Not to mention that beside stock elements (an interplanetary Emperor, a clan-based society on Thea, a big galactic association) there are more original bits to this novel. Some artifacts Maxwell describes are uncanny and thought-provoking, just as the merge of science and psionic powers which appears atbthe climax of the story. And the main intrigue isn’t as predictable as you may think, although Taam Was Abusive wasn’t that hard to guess out. But the political part of the stuff? Here it gets more unexpected and I definetely appreciate that. And the scientific parts aren’t sterile or boring. Whatever happens in the novel, you can easily imagine it. It’s a human, lush space opera, not a cold image of a distant futuristic setting. It’s something you can recognize from “Star Wars” or “Star Trek”, but on a smaller scale, and I think that the fact that Everina Maxwell has added the whole thread of media and its reactions is also interesting. In science fiction and fantasy books, what the public thinks and how it reacts is often eaither skipped or exaggerated. In “Winter’s Orbit”, it’s believable, even if you get an impression of reading a bunch of contemporary gossips headlines. If that’s a comment on our culture, I appreciate it.

And well, there are characters, characters who are just lovable. Kiem is kind and awkward in turn, Jainan is your reserved intellectual type with Painful Mysteries. I’ve seen it many times, in both queer and straight romance, but those two neither fall into some binary stereotypes (like, ekhm, seme and uke, don’t even ask if you haven’t heard of those terms) nor they are overdrawn.

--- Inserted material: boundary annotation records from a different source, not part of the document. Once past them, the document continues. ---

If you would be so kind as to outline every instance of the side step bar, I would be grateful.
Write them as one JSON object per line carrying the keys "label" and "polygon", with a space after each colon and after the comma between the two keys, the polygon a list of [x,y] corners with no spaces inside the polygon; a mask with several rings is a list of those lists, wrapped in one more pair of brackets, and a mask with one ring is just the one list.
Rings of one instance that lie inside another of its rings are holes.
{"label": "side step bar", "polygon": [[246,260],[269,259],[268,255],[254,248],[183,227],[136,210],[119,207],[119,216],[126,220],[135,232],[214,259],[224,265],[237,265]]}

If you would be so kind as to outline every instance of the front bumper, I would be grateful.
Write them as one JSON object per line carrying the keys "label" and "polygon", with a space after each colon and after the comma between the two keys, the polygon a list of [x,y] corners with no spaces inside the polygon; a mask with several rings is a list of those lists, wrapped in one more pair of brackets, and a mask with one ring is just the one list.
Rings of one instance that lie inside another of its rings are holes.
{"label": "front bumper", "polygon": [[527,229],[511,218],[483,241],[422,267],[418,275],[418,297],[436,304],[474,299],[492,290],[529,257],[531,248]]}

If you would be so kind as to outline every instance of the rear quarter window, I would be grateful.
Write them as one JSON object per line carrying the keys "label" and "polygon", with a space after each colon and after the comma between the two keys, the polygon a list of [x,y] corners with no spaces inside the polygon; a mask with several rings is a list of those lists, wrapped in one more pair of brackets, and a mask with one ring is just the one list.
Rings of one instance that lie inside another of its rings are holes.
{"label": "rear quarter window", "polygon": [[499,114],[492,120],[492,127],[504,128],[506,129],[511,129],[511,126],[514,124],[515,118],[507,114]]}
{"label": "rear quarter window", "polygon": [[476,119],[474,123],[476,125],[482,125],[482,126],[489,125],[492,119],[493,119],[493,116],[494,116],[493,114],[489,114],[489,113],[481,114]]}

They are easy to like and easy to relate, and their romance is convincing and slow-burning. It’s funny, it’s poignant, it’s touching. It’s just as a love story should be. And if you think that a widowed guy falling in mere weeks for another one is improbable and actually all but a slow burning relationship, it’ll become probable and understandable once you’ve read the whole book.

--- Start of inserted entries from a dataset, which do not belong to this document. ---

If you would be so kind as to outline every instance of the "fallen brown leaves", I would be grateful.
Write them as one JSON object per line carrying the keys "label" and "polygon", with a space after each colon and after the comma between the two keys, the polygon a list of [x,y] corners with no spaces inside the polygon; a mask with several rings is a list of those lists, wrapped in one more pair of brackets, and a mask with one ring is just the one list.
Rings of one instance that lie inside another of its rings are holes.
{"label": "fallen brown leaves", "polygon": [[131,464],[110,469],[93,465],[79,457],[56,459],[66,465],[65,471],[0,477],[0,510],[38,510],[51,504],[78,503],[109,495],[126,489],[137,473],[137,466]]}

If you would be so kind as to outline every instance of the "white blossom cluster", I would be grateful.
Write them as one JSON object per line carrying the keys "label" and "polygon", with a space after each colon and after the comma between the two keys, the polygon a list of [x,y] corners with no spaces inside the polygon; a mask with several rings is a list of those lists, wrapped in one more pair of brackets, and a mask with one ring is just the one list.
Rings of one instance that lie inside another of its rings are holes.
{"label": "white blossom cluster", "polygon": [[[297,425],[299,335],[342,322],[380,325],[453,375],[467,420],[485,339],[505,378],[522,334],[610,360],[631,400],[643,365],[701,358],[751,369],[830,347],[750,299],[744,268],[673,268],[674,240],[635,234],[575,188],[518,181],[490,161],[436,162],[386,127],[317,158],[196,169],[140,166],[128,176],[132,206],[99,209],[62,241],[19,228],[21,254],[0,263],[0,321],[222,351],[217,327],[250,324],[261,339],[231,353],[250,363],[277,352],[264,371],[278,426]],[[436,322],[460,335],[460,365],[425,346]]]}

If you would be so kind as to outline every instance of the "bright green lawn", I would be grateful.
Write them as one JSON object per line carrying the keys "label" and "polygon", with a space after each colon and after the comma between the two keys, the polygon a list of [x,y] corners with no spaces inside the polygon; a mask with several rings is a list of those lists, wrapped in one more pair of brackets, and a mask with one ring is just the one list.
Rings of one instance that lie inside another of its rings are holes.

However, I have one complaint on this book, and on many other contemporary science fiction books. For when they fall into “feudal future” trope, they really mean it. “Winter’s Orbit” is a book about queer people and people of colour, and about abuse-survivors, and that’s fine, that’s great. But ordinary people here are on the backstage. There’s Bel, Kiem’s helpmate, and she is surely a well-drawn character, but do we know a lot about her backstory beside that she was born on a planet of literal gang-raiders? And well, those people aren’t ordinary, We don’t learn anything how the common inhabitants of Thea and Iskat live, and who actually provides for the royalty of the empire. And because the world surrounding the protagonists is futuristic, we aren’t bothered with the question of who works for the “well-born” ones, either. That’s really sad, but I don’t think that Everina Maxwell is classist on purpose. We are all a product of a neoliberal society, we are told that social class doesn’t matter, and one can see this conviction popping out from time to time in the very construction of many works of speculative fiction.

But, again, many books which pretended to be more complicated and elaborate than a funny and poignant space opera-queer romance have had the same problem. So, how can I blame Everina Maxwell while her novel is so… nice? So unaffectedly nice without toxic or problematic elements? It’s a charming tale of love, friendship, and interplanetry wonders, and I highly encourage you to read it!